Sang diktator kaget bukan kepalang. Hosni tak habis pikir. Dia merasa sudah berjuang habis-habisan untuk kepentingan sang aliansi sejak pertama kali menjadi presiden, tapi kini ia merasa ditusuk dari belakang oleh pihak yang pernah ia perjuangkan.
Sementara itu, sebelum Hosni mengasingkan diri, pertengkaran terjadi di dalam keluarga itu.
Gamal dan Susan bersitegang dengan Hosni, yang dianggapnya terlalu lama menurunkan tahta ke Gamal, yang akhirnya didahului oleh peristiwa Arab Spring.
Di sisi lain, Amerika sebenarnya sudah diwanti-wanti oleh Israel atas sikapnya yang mengesampingkan Hosni tersebut.
Tahun-tahun tersebut adalah tahun-tahun di mana hubungan Israel dan Amerika kurang baik, terutama sejak Obama naik tahta di Gedung Putih.
Menurut Israel, kalau Hosni dipaksa turun, maka Islam garis keras alias Muslim Brotherhood akan naik tahta.
Analisa Netanyahu ketika itu ternyata benar. Nama Mohamed Morsi terukir di masa Arab Spring Mesir. Ia pun kemudian naik takhta menggantikan Hosni.
Morsi mengirim Hosni dan anaknya ke penjara dan memboikot bisnis suplai gas Mesir ke Israel.

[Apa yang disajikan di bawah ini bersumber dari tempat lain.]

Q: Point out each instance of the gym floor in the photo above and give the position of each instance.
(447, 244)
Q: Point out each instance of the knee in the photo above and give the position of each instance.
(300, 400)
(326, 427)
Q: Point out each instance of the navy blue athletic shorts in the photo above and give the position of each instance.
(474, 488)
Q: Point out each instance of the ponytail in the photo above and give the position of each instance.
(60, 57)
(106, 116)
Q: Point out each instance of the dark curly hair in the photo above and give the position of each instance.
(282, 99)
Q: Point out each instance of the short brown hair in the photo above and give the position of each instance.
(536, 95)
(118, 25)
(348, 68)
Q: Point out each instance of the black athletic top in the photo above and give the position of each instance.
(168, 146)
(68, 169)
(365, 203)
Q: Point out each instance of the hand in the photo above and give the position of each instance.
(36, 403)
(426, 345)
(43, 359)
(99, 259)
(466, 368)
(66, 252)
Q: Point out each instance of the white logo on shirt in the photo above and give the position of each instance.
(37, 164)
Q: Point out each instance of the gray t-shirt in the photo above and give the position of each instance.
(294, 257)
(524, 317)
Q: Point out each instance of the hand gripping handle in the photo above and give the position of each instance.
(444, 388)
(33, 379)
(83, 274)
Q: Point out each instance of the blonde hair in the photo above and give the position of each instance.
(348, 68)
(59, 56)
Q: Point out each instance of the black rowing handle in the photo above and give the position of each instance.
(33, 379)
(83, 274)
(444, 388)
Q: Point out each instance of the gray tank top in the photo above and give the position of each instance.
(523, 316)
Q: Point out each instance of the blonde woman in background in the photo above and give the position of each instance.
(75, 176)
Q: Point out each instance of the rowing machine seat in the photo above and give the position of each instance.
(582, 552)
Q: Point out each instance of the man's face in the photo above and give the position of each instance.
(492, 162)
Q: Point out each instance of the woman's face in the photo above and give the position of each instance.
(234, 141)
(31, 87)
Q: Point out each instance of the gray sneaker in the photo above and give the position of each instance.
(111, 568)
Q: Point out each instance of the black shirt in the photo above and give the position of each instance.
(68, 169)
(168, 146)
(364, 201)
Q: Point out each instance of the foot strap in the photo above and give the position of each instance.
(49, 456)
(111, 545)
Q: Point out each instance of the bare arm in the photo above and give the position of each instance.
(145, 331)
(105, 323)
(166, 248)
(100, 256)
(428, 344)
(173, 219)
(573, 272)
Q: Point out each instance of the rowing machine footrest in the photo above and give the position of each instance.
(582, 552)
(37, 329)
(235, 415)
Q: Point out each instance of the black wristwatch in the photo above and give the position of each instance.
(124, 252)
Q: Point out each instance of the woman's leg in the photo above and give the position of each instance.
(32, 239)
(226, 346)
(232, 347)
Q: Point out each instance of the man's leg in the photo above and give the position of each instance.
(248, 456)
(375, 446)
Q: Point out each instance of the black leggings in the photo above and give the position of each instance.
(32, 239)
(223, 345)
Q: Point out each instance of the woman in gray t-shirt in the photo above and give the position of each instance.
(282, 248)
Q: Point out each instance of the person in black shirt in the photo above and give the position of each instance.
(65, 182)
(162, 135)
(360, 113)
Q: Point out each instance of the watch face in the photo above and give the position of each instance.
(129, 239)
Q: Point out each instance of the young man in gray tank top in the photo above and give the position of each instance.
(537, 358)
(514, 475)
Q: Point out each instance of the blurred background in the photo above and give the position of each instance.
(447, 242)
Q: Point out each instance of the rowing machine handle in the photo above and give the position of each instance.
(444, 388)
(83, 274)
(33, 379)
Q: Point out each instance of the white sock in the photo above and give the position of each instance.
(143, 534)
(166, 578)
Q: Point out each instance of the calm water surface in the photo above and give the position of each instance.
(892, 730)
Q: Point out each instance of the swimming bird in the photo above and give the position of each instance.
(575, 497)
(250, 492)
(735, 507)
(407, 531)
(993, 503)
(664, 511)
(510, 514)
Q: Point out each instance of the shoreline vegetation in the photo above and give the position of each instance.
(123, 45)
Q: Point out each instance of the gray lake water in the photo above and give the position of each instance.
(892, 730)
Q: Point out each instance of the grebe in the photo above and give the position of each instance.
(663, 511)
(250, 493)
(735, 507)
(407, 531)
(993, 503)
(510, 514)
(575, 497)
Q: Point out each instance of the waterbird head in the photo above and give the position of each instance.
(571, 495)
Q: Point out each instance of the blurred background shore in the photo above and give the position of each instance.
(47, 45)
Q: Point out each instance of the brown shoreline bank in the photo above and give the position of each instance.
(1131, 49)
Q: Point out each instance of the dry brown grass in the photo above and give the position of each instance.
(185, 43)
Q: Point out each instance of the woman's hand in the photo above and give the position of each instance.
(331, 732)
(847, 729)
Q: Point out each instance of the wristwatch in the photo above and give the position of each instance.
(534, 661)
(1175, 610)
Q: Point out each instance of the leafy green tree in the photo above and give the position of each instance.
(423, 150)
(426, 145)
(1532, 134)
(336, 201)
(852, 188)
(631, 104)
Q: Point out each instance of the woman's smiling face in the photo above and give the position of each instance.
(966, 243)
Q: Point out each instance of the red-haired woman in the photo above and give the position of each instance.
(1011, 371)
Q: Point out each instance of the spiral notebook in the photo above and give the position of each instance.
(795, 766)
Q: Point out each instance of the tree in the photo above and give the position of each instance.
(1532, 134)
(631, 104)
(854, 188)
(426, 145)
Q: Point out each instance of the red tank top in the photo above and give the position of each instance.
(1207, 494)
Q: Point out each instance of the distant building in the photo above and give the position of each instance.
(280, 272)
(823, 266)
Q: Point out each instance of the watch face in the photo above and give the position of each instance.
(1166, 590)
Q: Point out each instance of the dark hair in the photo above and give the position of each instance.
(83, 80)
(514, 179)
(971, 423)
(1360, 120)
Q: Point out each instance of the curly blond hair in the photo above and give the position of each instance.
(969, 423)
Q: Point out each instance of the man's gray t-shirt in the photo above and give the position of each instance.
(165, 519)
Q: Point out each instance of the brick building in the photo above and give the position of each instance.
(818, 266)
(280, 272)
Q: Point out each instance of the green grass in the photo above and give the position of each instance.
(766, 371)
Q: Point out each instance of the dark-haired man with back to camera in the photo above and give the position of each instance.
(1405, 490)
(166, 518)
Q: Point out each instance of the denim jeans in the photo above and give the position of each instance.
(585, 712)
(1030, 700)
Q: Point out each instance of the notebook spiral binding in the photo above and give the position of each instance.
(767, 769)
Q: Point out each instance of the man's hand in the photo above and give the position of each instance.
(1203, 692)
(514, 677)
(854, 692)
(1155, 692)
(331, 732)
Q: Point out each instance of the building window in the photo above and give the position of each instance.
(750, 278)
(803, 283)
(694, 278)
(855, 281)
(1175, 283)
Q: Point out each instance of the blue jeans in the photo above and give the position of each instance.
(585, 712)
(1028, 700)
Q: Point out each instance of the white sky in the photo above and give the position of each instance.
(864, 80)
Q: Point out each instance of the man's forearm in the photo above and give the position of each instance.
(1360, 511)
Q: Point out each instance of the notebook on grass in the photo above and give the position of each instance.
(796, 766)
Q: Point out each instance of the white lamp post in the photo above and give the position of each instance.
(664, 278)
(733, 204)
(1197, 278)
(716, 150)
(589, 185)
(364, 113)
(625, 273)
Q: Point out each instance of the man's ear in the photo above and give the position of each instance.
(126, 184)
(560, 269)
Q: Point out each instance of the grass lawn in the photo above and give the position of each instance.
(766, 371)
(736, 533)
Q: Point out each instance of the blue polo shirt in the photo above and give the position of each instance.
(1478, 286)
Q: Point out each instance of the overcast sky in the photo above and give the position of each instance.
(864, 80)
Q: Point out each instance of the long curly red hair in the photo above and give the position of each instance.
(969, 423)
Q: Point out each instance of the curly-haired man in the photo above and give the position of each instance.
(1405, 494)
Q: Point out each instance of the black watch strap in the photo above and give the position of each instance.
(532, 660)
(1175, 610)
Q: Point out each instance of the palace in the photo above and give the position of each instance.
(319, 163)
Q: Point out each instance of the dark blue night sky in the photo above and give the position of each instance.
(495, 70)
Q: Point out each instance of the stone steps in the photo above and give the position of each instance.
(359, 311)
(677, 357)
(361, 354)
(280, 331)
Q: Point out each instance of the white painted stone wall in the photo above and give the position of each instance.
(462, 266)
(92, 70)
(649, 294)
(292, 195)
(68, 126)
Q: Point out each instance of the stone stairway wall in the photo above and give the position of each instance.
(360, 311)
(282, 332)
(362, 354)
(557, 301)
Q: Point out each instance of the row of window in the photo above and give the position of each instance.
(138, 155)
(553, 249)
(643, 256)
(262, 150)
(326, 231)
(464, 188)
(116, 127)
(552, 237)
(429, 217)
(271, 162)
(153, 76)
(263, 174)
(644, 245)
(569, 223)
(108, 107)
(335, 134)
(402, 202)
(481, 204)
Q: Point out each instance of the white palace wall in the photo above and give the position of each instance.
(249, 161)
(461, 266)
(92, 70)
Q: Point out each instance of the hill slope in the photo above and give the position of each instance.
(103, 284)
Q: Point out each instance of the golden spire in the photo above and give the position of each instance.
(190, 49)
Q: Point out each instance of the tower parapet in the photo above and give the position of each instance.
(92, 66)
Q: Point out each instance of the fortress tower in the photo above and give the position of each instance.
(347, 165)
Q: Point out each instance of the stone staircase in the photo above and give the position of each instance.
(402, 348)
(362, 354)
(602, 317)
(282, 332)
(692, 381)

Morsi kala itu nampaknya kurang mengerti bahwa di tangan Hosni, Israel dan Mesir berbisnis gas bumi, yang menjadi salah satu sebab mengapa Hosni tetap mendapat dukungan dari Tel Aviv dan bertahan di atas takhta.
Mesir mendapat hadiah investasi pembangunan instalasi refinary di Alexandria setelah mendorong Arafat berdamai dengan Yitzhak Rabin.
Bisnis tersebut diinisiasi oleh petinggi intelijen Mesir dan Mossad, Kasim Salem dan Yossi Maiman.
Lalu kedua tokoh ini juga menginisiasi bisnis supply gas ke Israel dari Sinai, dengan membangun pipa gas via Mediterania.
Harganya jauh di bawah harga pasar. Tapi Hosni mengizinkannya, karena kampanye Hosni mendapat dukungan dana dari kedua tokoh intelijen tersebut.
Sialnya, di era Morsi, situasi berbalik. Penghentian kontrak pengadaan gas dengan Israel berakibat tuntutan oleh pihak Yossi Maiman ke Israel, sekira 8 miliar dolar.
Lalu salah satu perusahaan minyak dan gas Spanyol juga menuntut Mesir senilai 6 miliar dolar karena tindakan sepihak Morsi.
Mesir di era Morsi memang sedang sial. Mesir kekurangan uang. Utangnya pun jatuh tempo miliaran dolar, terutama utang dari perusahaan Migas Mesir.
Di sisi lain, Israel sudah menemukan cadangan gas yang sangat besar di Mediterania. Walhasil, Israel tak lagi tergantung pada Mesir.
Justru Mesir mengalami hal yang sebaliknya. Cadangan gas mesir mulai habis. Akibatnya Mesir diambang krisis energi dan krisis liquiditas.
Kala itu Morsi tidak mampu memberikan jawaban meyakinkan untuk masa depan Mesir.
Akhirnya Abdul Fattah as Sisi, yang menjadi menteri pertahanan di era Morsi, masuk ke gelanggang politik, menjatuhkan Morsi, dan mengamankan perusahaan Migas mesir.